25.06.2025 15:02
Yaygın internet kesintileri, Kenya'da 25 Haziran protestolarıyla eş zamanlı olarak ülkenin tarihindeki en büyük protestoları felç etti. Yetkililer, gösterilerle ilgili iletişimi bastırmaya çalışarak, önemli hizmet kısıtlamalarına yol açan önlemler uyguladı. Bu eylemler, geçen yıl 2024 Maliye Tasarısı'na karşı yapılan hükümet karşıtı gösteriler sırasında kullanılan benzer taktiklerin bir devamıdır.
Özellikle, birkaç internet servis sağlayıcısı (ISS), mesajlaşma uygulaması Telegram'ı hedefleyerek, hem mobil uygulamasına hem de web sitesine erişimi kısıtladı. Bu bilgiler, sosyal medya, ağ izleme grupları ve dijital hak örgütleri de dahil olmak üzere çeşitli kaynaklardan toplanan raporlardan geliyor. NetBlocks ve Açık Ağ Müdahalesi Gözlemevi'nden (OONI) gelen gerçek zamanlı veriler bu kısıtlamaları doğruluyor.
Ayrıntılı analiz, bu kesintilerin boyutunu ortaya koyuyor. NetBlocks tarafından 11:50 UTC'de Safaricom Limited (AS33771) üzerinde yapılan bir ağ ölçümü, Telegram'a erişimin ciddi şekilde sınırlı olduğunu ve genel zaman aşımı hatalarına yol açtığını gösterdi. Benzer şekilde, NetBlocks tarafından bildirildiği üzere, Faiba (JTL) ve Liquid Telecom, Telegram'ın web arayüzü ve bağlantı kısaltıcı işlevlerinde neredeyse tamamen kesinti yaşadı. Safaricom, sınırlı bir erişilebilirlik ( %10-14) sergilemiş olsa da, bu muhtemelen tamamen kapatma yerine hız düşürme olduğunu gösteriyor, iletişim üzerindeki etki önemli olmaya devam ediyor. Tatua Merkezi tarafından yapılan bağımsız doğrulama, bu bulguları destekleyerek kısıtlamaların yaygın doğasını vurguladı.

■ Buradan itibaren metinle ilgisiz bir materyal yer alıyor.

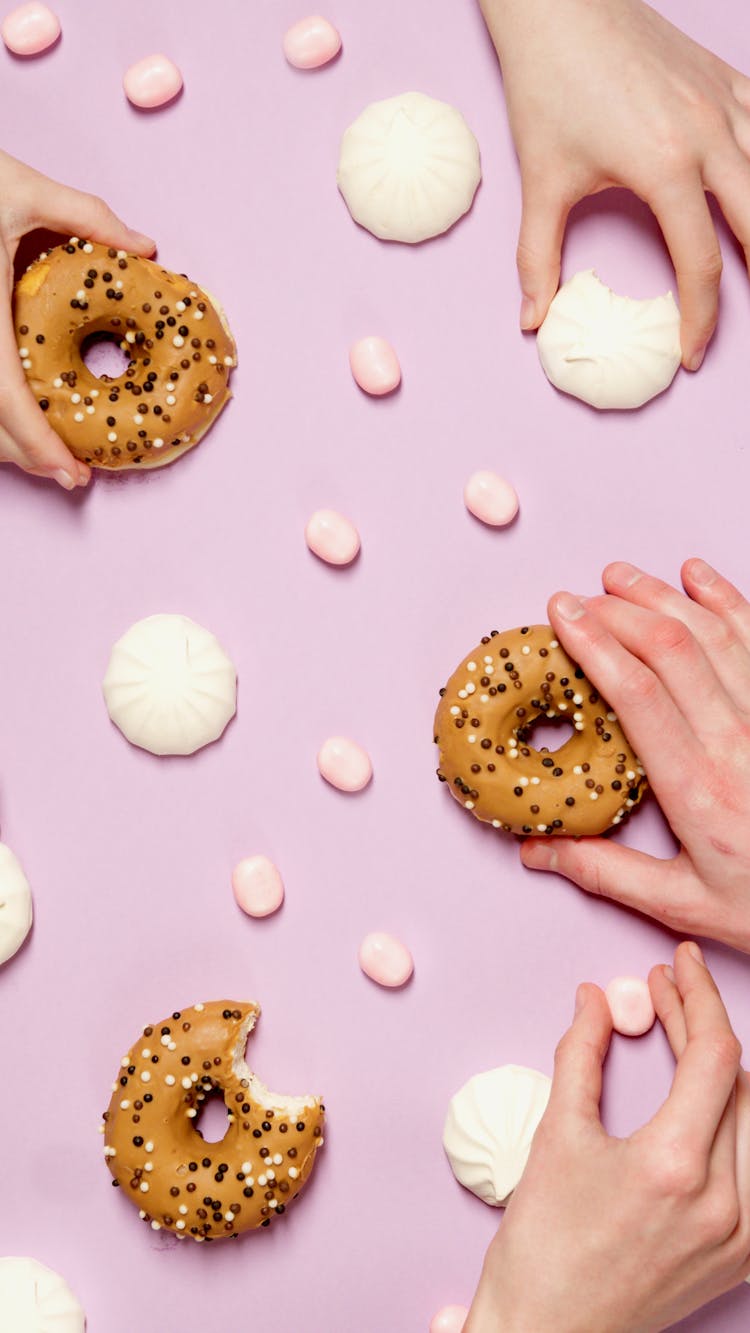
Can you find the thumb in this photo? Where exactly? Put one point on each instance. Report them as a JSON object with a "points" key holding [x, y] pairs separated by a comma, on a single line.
{"points": [[538, 256], [606, 869], [76, 213], [578, 1060]]}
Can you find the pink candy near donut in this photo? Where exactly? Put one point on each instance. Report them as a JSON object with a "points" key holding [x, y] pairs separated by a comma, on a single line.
{"points": [[29, 29]]}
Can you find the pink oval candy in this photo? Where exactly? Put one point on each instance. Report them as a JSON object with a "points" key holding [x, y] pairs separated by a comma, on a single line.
{"points": [[152, 81], [257, 885], [450, 1319], [311, 43], [29, 29], [344, 764], [632, 1007], [490, 499], [332, 537], [385, 960], [375, 365]]}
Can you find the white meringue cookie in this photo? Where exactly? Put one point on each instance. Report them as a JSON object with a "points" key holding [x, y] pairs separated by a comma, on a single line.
{"points": [[489, 1128], [169, 685], [33, 1299], [408, 168], [15, 907], [609, 351]]}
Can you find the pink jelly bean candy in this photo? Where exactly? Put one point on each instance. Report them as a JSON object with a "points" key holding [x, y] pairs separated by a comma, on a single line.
{"points": [[449, 1320], [385, 960], [152, 81], [332, 537], [632, 1007], [29, 29], [311, 43], [344, 764], [490, 499], [375, 365], [257, 885]]}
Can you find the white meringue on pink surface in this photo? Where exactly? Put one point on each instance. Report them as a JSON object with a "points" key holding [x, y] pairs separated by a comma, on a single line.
{"points": [[29, 29], [375, 365], [344, 764], [152, 81], [311, 43], [385, 960]]}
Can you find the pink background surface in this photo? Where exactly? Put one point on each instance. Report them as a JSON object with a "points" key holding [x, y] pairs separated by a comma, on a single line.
{"points": [[131, 857]]}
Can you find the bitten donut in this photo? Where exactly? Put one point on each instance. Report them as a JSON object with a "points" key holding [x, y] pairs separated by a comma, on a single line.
{"points": [[484, 728], [157, 1156], [177, 341]]}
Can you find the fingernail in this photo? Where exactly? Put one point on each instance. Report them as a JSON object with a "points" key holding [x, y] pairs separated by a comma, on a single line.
{"points": [[702, 573], [528, 313], [622, 573], [63, 479], [696, 953], [569, 607]]}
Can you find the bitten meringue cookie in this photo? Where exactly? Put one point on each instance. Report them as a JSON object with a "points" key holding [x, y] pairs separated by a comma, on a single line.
{"points": [[606, 349], [408, 168], [33, 1299], [16, 907], [489, 1128], [169, 685]]}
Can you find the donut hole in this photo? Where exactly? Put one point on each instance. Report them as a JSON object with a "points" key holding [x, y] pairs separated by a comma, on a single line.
{"points": [[212, 1120], [549, 736], [103, 356]]}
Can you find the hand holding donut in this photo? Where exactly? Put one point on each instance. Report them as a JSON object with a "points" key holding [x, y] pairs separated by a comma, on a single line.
{"points": [[677, 124], [677, 671], [630, 1233], [29, 200]]}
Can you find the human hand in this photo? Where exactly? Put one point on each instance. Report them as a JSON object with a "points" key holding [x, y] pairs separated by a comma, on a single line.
{"points": [[629, 1235], [29, 200], [610, 93], [677, 672]]}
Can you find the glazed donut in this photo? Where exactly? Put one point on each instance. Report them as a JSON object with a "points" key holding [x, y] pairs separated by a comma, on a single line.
{"points": [[177, 340], [484, 727], [156, 1155]]}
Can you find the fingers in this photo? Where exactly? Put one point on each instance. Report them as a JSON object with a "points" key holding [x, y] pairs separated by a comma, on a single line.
{"points": [[689, 232], [650, 719], [662, 889], [540, 244], [709, 1065], [716, 613], [24, 435], [577, 1083], [76, 213], [668, 645]]}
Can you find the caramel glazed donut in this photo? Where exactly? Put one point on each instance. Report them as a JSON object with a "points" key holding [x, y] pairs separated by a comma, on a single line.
{"points": [[161, 1161], [484, 724], [177, 340]]}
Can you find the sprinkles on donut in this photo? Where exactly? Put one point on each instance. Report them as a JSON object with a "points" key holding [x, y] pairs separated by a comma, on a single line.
{"points": [[176, 339], [484, 728], [155, 1153]]}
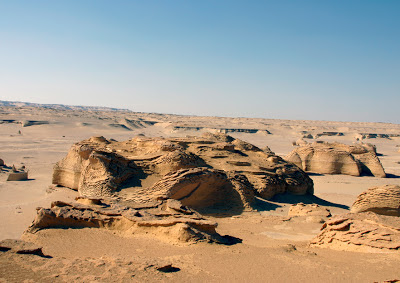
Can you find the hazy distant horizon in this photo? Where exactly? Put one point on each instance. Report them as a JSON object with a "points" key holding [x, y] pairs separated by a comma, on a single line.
{"points": [[179, 114], [295, 60]]}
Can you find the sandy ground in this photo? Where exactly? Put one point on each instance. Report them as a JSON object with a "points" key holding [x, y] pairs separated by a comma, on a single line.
{"points": [[273, 250]]}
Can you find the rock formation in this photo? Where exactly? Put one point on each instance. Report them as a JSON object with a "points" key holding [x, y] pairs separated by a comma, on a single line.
{"points": [[20, 247], [301, 209], [383, 200], [367, 232], [98, 167], [336, 158], [168, 219]]}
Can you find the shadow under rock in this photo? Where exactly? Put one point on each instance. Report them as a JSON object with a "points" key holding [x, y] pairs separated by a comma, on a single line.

Protestoların canlı medya yayınlarını yasaklayan hükümetin eylemleri, potansiyel daha geniş bir internet kesintisine ilişkin endişeleri vurguluyor. NetBlocks ve Tatua Merkezi tarafından gerçek zamanlı veriler ve OONI sonda testleri aracılığıyla belgelenen Telegram'daki bu kısıtlamalar, Kenya'daki yaygın iç karışıklıklar arasında ifade özgürlüğü ve bilgiye erişime önemli bir meydan okuma oluşturmaktadır. Durum, siyasi gerilimler sırasında düzeni sağlamak ve temel dijital hakları savunmak arasındaki hassas dengeyi vurguluyor.